Certes, cette règle s’applique à tous les membres de l’Union européenne, mais sa signification prend tout son sens à la lecture du traité sur la stabilité, la coordination et la gouvernance (TSCG) au sein de l'union économique et monétaire, plus connu sous l’expression de la « règle d’or » qui stipule dans son article 3 : « Les parties contractantes appliquent les règles énoncées au présent paragraphe:  a) la situation budgétaire des administrations publiques d'une partie contractante est en équilibre ou en excédent. »

Les choses ne peuvent être dites plus clairement et la France ayant ratifié le traité s’engage à s’y tenir.

Certes le paragraphe b stipule quant à lui : « La règle énoncée au point a) est considérée comme respectée si le solde structurel annuel des administrations publiques correspond à l'objectif à moyen terme spécifique à chaque pays, tel que défini dans le pacte de stabilité et de croissance révisé, avec une limite inférieure de déficit structurel de 0,5 % du produit intérieur brut aux prix du marché. »

Passons sur la signification exacte de ce paragraphe qui agite les experts, quant à la définition précise des termes employés, pour retenir l’idée que le déficit affiché doit être séparé entre déficit structurel, qui peut atteindre 0,5% et le déficit conjoncturel qui représente la différence. Ainsi concernant le déficit français de 3,7% si le gouvernement français parvient à démonter que 3,2% du déficit correspond à un déficit conjoncturel, il ne sera pas sanctionné par la Commission européenne.

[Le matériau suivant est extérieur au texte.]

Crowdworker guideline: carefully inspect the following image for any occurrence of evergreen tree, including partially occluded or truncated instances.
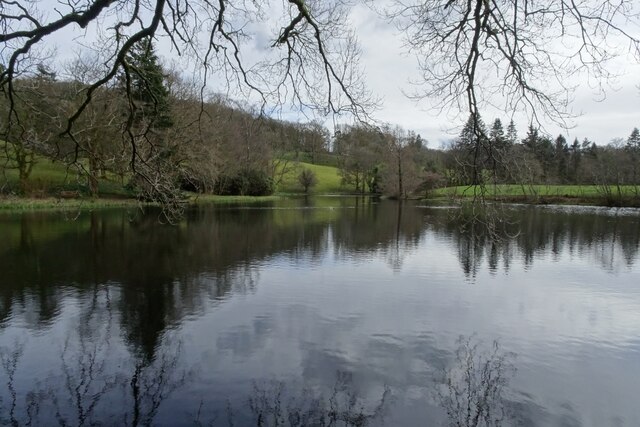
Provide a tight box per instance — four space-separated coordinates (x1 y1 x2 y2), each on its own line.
455 114 493 184
489 119 507 150
522 124 540 154
625 128 640 185
627 128 640 152
127 38 173 129
507 119 518 145
555 134 569 181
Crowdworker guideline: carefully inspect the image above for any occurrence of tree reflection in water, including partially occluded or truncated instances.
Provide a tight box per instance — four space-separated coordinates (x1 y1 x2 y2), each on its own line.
0 334 515 427
0 202 640 425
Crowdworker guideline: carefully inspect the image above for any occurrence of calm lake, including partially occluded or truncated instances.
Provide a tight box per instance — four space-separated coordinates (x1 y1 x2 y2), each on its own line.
0 197 640 426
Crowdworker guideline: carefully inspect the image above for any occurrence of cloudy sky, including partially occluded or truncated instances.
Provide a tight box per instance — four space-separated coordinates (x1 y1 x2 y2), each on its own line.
33 0 640 148
342 3 640 148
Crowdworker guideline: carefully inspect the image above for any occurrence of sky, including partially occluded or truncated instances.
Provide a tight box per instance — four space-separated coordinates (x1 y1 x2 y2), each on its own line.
344 3 640 148
27 0 640 148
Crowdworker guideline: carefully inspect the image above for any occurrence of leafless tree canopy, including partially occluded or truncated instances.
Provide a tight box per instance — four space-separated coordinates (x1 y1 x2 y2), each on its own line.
0 0 370 176
387 0 640 123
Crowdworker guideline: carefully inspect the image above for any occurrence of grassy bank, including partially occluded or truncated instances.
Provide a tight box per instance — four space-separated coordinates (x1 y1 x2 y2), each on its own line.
0 196 141 211
429 184 640 207
276 162 351 194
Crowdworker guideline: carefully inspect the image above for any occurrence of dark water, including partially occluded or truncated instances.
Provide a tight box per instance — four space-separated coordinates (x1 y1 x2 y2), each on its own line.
0 198 640 426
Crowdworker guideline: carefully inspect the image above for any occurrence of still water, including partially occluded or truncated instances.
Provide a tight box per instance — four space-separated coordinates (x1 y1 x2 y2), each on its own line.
0 197 640 426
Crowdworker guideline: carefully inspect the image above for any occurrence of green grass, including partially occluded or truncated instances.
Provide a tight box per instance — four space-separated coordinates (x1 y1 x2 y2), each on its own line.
433 184 640 199
0 197 140 211
0 141 132 197
189 193 280 205
276 162 351 194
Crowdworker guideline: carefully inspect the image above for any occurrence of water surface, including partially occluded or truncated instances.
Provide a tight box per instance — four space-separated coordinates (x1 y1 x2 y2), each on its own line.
0 198 640 426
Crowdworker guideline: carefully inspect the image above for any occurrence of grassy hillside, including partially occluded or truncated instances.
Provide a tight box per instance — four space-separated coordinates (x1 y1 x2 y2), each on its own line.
276 162 351 194
0 141 129 197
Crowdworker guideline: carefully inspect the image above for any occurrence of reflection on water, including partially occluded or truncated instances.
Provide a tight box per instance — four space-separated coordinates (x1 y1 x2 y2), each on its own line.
0 198 640 426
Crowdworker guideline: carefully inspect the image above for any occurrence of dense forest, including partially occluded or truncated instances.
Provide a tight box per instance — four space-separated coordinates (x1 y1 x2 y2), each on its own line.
0 38 640 202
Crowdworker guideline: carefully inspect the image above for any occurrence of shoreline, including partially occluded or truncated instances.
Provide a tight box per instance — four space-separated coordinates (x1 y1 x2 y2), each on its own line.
0 194 640 212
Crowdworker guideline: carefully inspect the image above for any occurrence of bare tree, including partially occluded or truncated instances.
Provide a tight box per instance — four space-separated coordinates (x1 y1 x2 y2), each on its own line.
386 0 640 192
298 168 318 194
0 0 372 212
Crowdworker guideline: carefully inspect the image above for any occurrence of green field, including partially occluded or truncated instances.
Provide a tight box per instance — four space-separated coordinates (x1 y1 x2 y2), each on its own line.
433 184 640 199
276 162 350 194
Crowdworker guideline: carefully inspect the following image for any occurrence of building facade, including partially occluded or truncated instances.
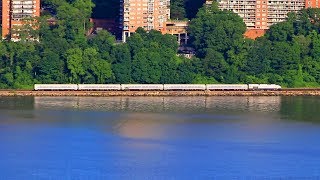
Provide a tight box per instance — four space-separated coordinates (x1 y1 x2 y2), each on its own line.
119 0 170 42
206 0 320 30
2 0 40 41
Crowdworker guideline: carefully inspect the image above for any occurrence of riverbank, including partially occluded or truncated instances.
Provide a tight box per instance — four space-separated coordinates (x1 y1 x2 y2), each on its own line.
0 89 320 97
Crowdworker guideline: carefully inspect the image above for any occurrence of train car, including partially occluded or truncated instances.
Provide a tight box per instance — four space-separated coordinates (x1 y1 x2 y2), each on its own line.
78 84 121 91
248 84 259 90
34 84 78 91
163 84 206 91
206 84 248 91
258 84 281 90
248 84 281 90
121 84 163 91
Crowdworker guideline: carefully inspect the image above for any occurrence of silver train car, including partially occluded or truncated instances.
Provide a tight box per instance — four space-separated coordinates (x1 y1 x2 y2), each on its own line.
163 84 206 91
34 84 78 91
34 84 281 91
121 84 163 91
78 84 121 91
206 84 248 91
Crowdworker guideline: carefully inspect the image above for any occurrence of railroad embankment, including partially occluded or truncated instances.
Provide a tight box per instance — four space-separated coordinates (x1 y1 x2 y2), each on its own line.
0 89 320 97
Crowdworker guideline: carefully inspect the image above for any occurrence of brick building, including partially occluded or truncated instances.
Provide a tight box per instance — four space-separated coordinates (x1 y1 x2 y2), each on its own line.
1 0 40 41
206 0 320 38
120 0 170 42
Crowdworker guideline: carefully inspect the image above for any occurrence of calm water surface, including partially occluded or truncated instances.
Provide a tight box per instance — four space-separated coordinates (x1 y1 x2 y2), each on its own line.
0 97 320 180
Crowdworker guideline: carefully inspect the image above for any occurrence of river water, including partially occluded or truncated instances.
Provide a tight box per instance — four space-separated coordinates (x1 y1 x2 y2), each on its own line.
0 97 320 180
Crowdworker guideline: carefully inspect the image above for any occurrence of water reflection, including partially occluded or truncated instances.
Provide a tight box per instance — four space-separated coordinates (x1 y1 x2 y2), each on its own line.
34 96 281 113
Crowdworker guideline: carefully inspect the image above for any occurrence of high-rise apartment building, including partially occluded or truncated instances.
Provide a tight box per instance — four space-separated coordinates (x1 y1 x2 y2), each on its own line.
206 0 320 29
2 0 40 41
120 0 170 41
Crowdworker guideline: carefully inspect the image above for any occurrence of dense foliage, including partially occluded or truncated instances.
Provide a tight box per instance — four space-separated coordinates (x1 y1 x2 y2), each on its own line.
0 0 320 89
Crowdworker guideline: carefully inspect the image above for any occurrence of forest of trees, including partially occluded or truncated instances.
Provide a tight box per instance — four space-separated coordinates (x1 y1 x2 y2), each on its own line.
0 0 320 89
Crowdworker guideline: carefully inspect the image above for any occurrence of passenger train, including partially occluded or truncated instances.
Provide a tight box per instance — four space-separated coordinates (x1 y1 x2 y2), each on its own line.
34 84 281 91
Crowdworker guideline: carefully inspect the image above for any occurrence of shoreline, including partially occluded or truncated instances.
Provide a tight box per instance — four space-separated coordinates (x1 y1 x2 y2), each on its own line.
0 89 320 97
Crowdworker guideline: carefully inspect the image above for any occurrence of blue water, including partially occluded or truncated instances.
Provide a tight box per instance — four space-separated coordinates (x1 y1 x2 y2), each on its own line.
0 97 320 179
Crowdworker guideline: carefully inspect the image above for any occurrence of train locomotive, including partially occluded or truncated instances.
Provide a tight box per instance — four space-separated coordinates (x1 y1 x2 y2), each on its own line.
34 84 281 91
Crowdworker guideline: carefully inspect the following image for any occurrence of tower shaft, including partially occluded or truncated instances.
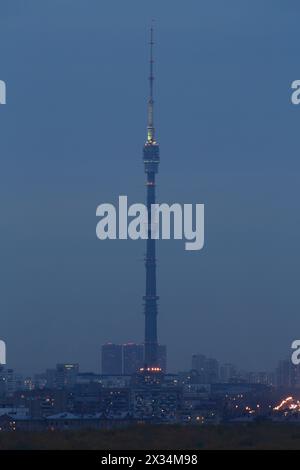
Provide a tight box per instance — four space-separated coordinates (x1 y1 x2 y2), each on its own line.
143 23 159 368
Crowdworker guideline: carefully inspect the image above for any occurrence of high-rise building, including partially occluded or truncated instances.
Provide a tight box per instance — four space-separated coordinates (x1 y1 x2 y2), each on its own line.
220 363 237 383
276 359 300 387
101 343 123 375
123 343 144 375
157 344 167 373
143 26 159 368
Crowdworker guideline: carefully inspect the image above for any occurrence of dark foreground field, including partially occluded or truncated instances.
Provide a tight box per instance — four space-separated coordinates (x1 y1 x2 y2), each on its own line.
0 423 300 450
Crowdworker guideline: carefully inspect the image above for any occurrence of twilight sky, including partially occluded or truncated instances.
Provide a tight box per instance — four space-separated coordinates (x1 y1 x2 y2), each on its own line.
0 0 300 373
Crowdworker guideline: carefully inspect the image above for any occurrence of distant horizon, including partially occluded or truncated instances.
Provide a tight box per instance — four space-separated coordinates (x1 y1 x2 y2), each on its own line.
0 0 300 374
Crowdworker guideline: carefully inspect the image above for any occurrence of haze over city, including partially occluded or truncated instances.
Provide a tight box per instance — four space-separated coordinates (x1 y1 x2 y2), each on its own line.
0 0 300 373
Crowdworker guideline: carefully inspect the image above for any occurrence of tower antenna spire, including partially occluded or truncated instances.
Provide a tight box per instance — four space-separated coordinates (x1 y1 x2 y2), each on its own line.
143 22 160 372
147 20 155 143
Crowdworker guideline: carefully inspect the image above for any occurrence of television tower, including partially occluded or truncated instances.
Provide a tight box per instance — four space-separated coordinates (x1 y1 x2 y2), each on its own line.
143 23 159 370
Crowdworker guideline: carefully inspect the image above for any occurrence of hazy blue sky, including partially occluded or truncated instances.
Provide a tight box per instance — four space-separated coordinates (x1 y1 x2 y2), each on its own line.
0 0 300 372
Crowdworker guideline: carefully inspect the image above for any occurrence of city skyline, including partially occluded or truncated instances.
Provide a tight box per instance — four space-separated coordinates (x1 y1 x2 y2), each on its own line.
0 0 300 373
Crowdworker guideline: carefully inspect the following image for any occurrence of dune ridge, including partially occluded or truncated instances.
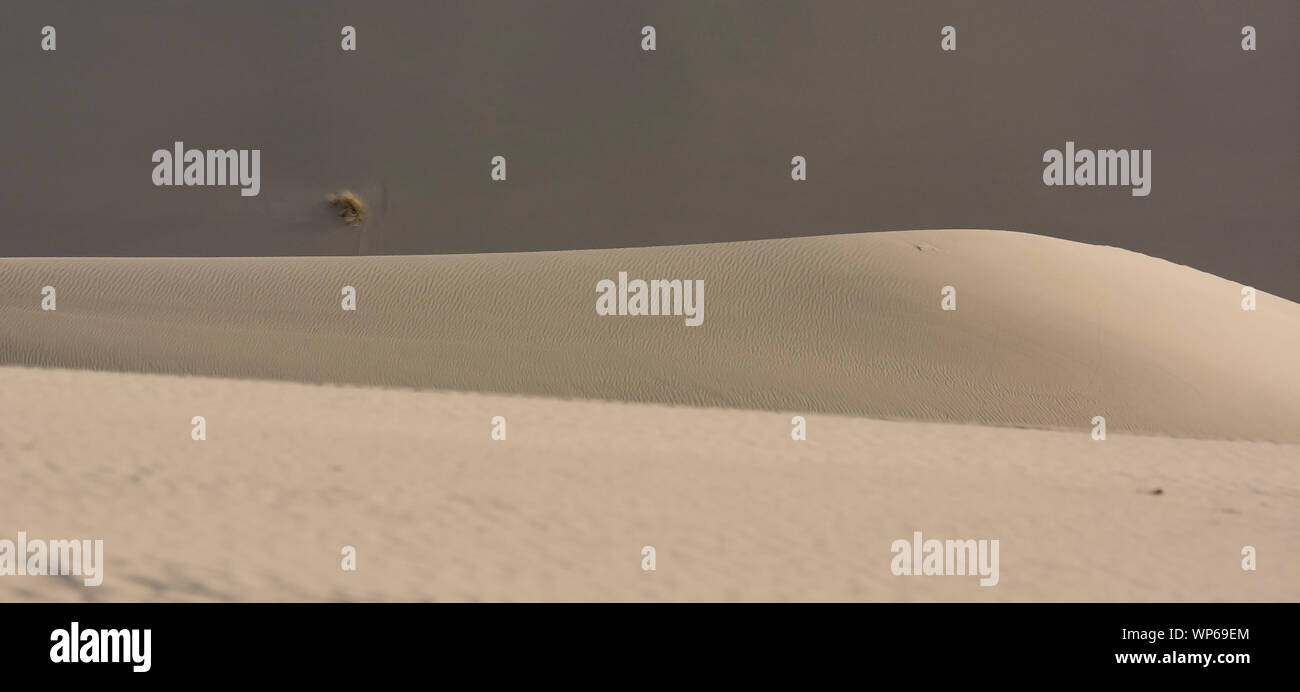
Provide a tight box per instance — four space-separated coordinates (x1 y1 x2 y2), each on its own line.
0 367 1300 602
0 230 1300 442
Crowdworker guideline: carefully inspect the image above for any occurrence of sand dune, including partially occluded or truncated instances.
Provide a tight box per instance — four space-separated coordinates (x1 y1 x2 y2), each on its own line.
0 230 1300 442
0 368 1300 601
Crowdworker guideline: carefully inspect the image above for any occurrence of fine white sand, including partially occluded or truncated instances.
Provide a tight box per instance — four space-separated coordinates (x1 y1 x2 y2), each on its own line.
0 368 1300 601
0 230 1300 442
0 230 1300 601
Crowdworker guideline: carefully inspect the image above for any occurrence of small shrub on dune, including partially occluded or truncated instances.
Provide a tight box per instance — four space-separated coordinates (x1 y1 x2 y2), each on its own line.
329 190 365 226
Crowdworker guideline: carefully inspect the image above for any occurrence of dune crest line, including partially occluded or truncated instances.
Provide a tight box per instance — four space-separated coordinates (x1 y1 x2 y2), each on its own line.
0 230 1300 442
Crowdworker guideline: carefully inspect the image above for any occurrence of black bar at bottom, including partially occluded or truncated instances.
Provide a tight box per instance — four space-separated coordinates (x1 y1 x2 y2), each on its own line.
0 604 1300 687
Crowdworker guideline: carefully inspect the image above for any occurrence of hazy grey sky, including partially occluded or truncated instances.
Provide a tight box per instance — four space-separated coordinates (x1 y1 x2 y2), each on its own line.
0 0 1300 300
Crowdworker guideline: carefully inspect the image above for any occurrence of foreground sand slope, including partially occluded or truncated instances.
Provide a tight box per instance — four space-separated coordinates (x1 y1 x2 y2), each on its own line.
0 368 1300 601
0 230 1300 442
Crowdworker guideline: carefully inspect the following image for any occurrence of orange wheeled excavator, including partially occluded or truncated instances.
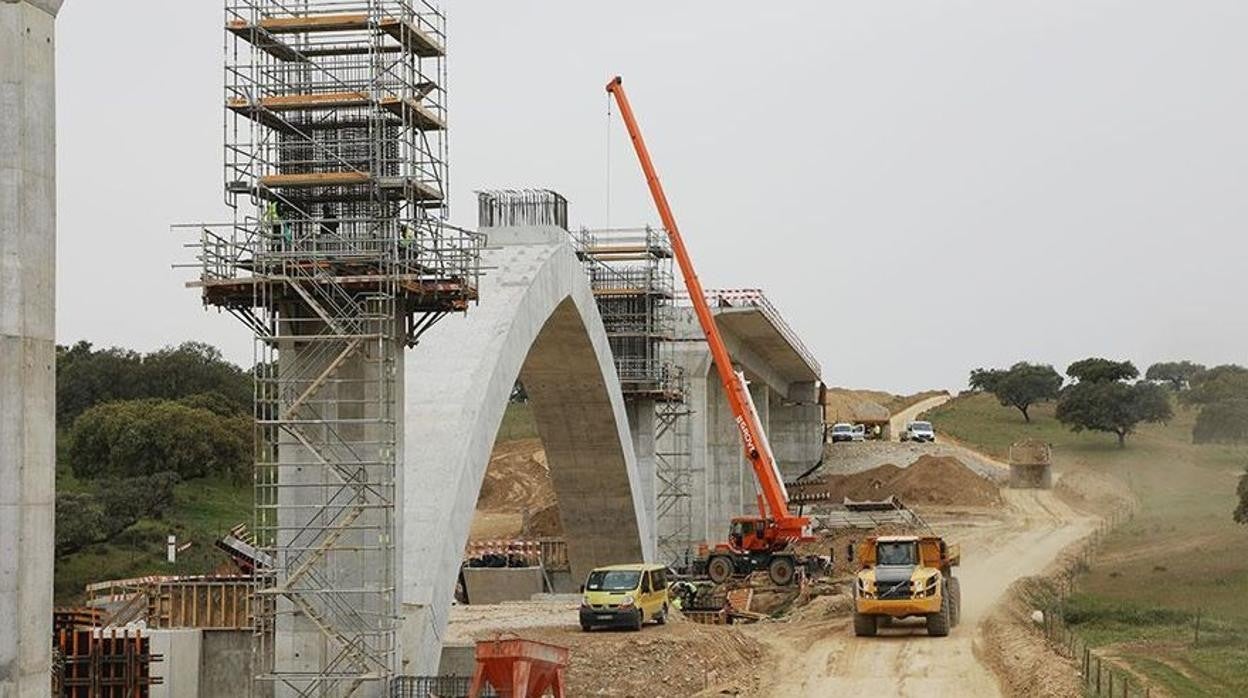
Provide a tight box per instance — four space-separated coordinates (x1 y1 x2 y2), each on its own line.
607 76 814 586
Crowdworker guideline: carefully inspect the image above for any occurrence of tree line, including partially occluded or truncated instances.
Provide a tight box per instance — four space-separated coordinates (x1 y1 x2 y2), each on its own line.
970 357 1248 446
56 342 252 554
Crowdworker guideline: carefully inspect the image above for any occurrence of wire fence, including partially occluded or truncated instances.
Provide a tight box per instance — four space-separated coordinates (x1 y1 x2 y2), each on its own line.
1042 502 1152 698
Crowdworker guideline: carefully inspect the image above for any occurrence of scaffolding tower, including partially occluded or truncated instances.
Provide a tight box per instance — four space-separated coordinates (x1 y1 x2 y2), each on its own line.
575 226 693 564
183 0 480 696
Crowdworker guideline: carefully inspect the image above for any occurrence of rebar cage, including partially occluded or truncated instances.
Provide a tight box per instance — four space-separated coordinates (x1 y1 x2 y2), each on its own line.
175 0 482 696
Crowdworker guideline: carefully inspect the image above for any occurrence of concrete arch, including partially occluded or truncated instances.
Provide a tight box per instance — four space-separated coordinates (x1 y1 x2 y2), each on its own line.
398 227 654 674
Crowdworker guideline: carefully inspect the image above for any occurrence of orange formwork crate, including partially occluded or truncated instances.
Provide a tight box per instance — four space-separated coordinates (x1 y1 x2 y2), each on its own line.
468 638 568 698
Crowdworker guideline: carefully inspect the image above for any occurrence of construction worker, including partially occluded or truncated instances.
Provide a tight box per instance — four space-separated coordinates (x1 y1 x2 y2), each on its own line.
260 201 282 249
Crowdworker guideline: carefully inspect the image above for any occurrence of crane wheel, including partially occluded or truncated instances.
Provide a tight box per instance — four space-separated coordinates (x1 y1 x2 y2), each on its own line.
768 556 795 587
706 554 734 584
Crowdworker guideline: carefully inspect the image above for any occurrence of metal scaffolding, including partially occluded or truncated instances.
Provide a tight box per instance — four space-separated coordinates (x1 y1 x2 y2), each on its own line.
182 0 480 696
575 226 693 566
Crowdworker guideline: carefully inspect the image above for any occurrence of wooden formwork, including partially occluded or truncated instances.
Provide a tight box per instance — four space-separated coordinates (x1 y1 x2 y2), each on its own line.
52 628 163 698
147 577 257 631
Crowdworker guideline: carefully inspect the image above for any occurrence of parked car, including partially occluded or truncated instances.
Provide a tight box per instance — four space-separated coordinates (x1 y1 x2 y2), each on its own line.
901 422 936 443
580 564 669 631
827 422 857 443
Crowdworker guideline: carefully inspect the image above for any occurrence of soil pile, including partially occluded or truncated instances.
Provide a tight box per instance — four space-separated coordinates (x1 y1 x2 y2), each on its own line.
524 614 765 698
477 438 554 513
797 455 1001 507
524 504 563 538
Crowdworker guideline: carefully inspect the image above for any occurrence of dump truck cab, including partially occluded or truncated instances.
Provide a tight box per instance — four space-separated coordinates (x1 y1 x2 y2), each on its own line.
854 536 962 637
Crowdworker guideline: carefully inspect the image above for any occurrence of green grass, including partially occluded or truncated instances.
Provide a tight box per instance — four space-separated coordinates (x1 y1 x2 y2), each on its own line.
54 469 252 606
497 402 538 442
927 395 1248 696
54 403 538 606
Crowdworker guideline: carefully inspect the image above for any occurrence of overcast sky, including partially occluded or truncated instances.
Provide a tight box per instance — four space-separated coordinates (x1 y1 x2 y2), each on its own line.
57 0 1248 391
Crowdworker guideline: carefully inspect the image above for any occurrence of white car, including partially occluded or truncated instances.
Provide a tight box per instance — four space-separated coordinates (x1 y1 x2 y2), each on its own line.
827 422 859 443
901 422 936 443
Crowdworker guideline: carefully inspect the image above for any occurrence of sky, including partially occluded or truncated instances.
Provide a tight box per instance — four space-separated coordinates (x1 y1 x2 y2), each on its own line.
57 0 1248 392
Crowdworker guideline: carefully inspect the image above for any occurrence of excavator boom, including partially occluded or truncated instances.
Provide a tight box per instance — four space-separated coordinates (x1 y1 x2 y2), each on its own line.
607 76 810 541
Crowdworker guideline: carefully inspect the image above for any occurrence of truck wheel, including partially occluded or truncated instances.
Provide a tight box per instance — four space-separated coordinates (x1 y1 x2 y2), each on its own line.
768 554 794 587
927 589 952 637
948 577 962 628
706 554 733 584
854 613 879 637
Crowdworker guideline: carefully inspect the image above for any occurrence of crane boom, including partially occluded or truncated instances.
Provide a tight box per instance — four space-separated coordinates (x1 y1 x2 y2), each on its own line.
607 76 810 541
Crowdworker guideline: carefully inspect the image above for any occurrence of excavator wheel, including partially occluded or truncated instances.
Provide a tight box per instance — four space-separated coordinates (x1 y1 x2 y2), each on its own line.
768 556 795 587
947 577 962 628
706 554 734 584
854 613 880 637
927 587 953 637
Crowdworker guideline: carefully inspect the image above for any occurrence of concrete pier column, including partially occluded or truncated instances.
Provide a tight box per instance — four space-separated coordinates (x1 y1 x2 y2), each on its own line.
624 398 659 544
0 0 61 698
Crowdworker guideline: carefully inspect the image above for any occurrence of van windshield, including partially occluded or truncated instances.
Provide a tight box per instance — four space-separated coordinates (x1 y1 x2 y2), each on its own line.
585 569 641 592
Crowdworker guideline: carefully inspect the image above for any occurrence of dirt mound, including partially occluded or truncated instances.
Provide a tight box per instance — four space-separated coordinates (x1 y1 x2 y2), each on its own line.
524 504 563 538
890 456 1001 506
511 621 765 698
477 438 555 513
799 455 1001 507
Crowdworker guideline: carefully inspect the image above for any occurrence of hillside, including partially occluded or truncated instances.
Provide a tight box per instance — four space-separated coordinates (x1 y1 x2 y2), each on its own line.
927 395 1248 696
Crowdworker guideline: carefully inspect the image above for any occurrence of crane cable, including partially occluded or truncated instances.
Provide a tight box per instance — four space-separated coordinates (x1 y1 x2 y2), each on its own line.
605 92 612 230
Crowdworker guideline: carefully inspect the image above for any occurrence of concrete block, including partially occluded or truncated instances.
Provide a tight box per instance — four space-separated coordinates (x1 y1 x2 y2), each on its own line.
200 631 262 698
438 642 477 677
464 567 545 604
144 628 204 698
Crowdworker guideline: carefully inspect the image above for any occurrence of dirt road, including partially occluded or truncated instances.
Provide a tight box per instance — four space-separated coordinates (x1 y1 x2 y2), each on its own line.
889 395 953 441
733 489 1094 698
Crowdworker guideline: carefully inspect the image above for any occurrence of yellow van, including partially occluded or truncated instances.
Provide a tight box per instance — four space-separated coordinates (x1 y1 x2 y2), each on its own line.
580 564 669 632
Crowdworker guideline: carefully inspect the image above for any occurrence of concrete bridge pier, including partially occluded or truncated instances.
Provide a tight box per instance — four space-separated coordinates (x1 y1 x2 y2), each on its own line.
398 226 654 674
0 0 61 698
658 304 824 546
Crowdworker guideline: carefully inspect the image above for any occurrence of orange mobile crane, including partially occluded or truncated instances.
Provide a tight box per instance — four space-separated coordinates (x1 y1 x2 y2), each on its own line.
607 76 812 586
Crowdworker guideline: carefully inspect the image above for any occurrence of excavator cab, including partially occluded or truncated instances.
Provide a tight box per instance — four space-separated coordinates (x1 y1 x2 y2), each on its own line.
728 516 771 552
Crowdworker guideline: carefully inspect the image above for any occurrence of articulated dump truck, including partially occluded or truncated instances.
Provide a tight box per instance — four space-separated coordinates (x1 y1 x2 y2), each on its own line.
854 536 962 637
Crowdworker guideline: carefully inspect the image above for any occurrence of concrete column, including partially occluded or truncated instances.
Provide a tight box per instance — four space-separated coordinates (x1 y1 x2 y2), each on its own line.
768 383 824 477
273 318 404 697
0 0 61 698
624 398 659 544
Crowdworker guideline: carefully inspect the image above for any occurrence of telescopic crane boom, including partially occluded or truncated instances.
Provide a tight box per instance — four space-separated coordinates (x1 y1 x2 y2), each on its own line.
607 76 810 583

L’objectif du gouvernement, à travers la présentation de son programme de stabilité, document qui doit être transmis chaque année au mois d’avril à la Commission européenne, consiste à convaincre cette dernière que la stratégie et la trajectoire à moyen terme des finances publiques françaises « correspond à l'objectif à moyen terme » de notre pays, tel qu’il a été fixé par notre Président, à savoir le retour à l’équilibre des finances publiques à la fin de sa mandature.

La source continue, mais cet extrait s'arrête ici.